Entre tanta confusión, ¿quién queda en medio de esa tierra de nadie poblada de exaltados y escépticos, de esotéricos y espiritistas, donde predican los iluminados junto a los personal trainer de la felicidad? Queda la gente real, desnuda y herida, de vuelta ya de falsos remedios y de deslumbrantes ensueños. Permanece cada ser humano, solo, que espera silencioso que los anhelos de su alma no sean la enésima estafa. Incluso el jubilado vapuleado por la vida que va al Parque del Retiro a que le lean las cartas lo hace con la secreta esperanza de que le digan que algo bueno aún puede acontecer en su vida… Traigamos a la memoria aquellas viejitas de El festín de Babette (1987). En su pequeña existencia rutinaria y endeble, de repente irrumpió ese pantagruélico banquete, aquel derroche de viandas inasequibles y de vinos prohibitivos, aquella fiesta insólita que llenaba los corazones y dilataba la vida. Pocas películas han reflejado mejor la naturaleza de la Navidad, del acontecimiento cristiano de la Encarnación, siempre tangible, siempre visible, al alcance de nuestra carne herida.

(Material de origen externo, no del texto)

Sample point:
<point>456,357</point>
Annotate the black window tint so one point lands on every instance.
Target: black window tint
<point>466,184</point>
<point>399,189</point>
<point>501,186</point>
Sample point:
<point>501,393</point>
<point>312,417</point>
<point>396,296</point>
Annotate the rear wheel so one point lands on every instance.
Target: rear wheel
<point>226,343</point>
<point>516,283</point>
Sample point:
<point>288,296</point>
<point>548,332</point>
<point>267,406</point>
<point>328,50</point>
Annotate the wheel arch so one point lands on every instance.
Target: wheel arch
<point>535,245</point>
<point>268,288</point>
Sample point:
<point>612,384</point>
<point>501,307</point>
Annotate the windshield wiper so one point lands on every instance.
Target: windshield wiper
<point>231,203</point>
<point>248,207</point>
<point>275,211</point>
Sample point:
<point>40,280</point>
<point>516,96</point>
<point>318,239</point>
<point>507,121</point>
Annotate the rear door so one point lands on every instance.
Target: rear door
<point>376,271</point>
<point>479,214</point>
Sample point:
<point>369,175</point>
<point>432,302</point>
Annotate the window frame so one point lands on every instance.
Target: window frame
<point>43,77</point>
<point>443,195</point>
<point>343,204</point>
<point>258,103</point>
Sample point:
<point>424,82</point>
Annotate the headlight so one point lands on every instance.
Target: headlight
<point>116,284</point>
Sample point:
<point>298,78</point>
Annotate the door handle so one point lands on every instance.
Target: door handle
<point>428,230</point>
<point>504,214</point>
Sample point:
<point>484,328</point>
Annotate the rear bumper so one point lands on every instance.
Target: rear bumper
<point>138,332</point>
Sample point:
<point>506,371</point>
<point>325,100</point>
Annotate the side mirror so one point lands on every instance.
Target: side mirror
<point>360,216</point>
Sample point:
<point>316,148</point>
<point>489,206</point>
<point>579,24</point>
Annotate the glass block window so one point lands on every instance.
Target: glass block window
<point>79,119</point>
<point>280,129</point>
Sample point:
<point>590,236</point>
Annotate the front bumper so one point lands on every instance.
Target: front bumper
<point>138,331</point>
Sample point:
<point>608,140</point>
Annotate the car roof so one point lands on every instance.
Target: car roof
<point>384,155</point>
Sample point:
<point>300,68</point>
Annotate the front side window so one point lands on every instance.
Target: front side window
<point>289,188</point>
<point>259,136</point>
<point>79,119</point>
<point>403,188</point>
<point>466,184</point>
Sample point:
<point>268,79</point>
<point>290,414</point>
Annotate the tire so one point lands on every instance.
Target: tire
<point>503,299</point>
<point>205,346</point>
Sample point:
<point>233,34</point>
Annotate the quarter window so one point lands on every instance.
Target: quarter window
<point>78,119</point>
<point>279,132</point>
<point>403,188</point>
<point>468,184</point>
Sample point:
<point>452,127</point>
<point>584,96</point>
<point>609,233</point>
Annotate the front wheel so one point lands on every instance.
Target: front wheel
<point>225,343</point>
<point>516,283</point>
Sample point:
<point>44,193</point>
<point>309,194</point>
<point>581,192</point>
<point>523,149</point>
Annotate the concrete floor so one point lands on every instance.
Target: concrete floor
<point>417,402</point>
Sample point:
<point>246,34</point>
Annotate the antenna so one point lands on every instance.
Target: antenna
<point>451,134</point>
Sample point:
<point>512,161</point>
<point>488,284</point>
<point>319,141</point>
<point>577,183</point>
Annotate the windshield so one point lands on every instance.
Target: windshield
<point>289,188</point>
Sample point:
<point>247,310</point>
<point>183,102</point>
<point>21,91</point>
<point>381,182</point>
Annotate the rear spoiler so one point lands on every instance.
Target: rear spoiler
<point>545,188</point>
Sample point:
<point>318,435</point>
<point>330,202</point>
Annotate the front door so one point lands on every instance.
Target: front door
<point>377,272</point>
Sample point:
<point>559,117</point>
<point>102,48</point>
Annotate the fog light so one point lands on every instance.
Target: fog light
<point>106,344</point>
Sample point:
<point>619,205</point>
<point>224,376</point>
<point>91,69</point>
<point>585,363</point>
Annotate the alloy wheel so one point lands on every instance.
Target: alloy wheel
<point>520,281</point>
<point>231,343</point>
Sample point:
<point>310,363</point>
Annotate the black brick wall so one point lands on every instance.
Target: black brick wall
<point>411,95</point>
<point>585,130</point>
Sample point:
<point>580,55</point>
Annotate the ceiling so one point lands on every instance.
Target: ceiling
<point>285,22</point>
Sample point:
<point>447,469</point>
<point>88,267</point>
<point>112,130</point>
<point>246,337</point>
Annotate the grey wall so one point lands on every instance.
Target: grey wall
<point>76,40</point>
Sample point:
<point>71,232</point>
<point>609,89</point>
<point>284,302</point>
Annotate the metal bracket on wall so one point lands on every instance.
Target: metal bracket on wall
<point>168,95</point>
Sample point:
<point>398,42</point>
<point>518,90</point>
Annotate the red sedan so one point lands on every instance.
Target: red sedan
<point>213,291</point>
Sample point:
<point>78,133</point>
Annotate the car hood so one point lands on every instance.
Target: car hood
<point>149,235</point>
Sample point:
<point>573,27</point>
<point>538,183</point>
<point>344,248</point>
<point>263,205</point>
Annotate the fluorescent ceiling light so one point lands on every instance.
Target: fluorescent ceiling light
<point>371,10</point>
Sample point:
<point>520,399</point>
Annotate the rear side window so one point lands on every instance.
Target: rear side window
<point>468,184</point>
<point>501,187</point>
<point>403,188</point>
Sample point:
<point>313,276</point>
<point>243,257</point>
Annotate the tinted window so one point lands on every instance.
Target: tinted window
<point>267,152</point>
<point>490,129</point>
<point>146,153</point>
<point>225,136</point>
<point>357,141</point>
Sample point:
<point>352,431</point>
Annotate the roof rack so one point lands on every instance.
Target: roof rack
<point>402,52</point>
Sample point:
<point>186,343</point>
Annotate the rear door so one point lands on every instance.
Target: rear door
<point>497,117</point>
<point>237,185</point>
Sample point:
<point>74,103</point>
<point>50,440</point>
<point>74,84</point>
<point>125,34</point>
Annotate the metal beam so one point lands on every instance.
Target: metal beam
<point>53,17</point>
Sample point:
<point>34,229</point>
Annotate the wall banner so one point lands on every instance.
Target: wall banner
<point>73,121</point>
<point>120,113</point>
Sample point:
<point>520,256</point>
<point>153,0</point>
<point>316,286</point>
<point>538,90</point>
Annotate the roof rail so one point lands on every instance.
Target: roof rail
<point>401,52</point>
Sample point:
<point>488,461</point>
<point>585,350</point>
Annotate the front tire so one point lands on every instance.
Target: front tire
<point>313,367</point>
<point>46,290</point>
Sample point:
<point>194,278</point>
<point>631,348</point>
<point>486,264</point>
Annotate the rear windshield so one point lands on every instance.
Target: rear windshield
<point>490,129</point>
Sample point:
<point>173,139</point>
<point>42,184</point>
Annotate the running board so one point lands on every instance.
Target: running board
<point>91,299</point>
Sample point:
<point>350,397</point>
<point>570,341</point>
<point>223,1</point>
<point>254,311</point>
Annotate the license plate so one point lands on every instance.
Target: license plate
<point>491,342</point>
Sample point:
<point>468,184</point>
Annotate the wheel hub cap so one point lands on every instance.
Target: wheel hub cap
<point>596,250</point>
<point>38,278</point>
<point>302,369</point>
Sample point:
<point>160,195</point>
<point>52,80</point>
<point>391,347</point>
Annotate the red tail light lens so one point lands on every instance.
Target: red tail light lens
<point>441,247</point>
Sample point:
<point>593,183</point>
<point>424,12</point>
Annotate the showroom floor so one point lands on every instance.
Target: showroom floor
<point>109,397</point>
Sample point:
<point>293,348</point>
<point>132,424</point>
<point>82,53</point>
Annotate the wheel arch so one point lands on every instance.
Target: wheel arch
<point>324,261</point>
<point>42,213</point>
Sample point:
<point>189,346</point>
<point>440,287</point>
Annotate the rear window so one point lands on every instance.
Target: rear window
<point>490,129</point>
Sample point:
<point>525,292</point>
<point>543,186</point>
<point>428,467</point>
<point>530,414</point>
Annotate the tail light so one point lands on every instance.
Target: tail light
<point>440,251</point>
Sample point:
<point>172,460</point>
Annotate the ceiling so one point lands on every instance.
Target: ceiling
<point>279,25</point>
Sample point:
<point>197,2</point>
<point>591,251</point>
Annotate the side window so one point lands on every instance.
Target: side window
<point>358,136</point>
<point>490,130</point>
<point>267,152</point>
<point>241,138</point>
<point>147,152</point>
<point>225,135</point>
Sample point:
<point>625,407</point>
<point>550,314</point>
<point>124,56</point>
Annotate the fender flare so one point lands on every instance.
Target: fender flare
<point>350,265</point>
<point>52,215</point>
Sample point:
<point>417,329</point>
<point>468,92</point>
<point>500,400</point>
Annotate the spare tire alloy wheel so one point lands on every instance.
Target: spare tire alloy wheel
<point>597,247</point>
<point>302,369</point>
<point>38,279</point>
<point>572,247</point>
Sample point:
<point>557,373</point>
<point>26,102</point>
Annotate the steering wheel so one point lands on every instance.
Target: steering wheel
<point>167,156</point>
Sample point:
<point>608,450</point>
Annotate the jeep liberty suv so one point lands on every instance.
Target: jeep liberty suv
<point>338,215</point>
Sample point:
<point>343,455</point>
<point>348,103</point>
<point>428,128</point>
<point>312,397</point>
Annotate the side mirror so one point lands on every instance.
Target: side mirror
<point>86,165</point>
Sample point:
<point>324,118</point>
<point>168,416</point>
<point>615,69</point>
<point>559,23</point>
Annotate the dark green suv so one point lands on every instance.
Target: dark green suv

En ese espejo de la vida que es el cine, qué mejor ilustración del Adviento que ese plano final de La princesa de Nebraska (2007), en la que la joven abandonada y sola con su drama alza los ojos mientras se oye esta canción de Antony and The Johnsons: “Espero que haya Alguien que libere mi corazón, que le guste sostenerlo cuando esté cansado. Hay un Hombre en el horizonte que desea que me acueste. Si me postro a sus pies esta noche permitirá que descanse mi cabeza. Así que hay una Esperanza de que no me asfixie o de que quede paralizado por la luz. Y como un regalo caído del cielo, no quiero desaparecer al final del horizonte”.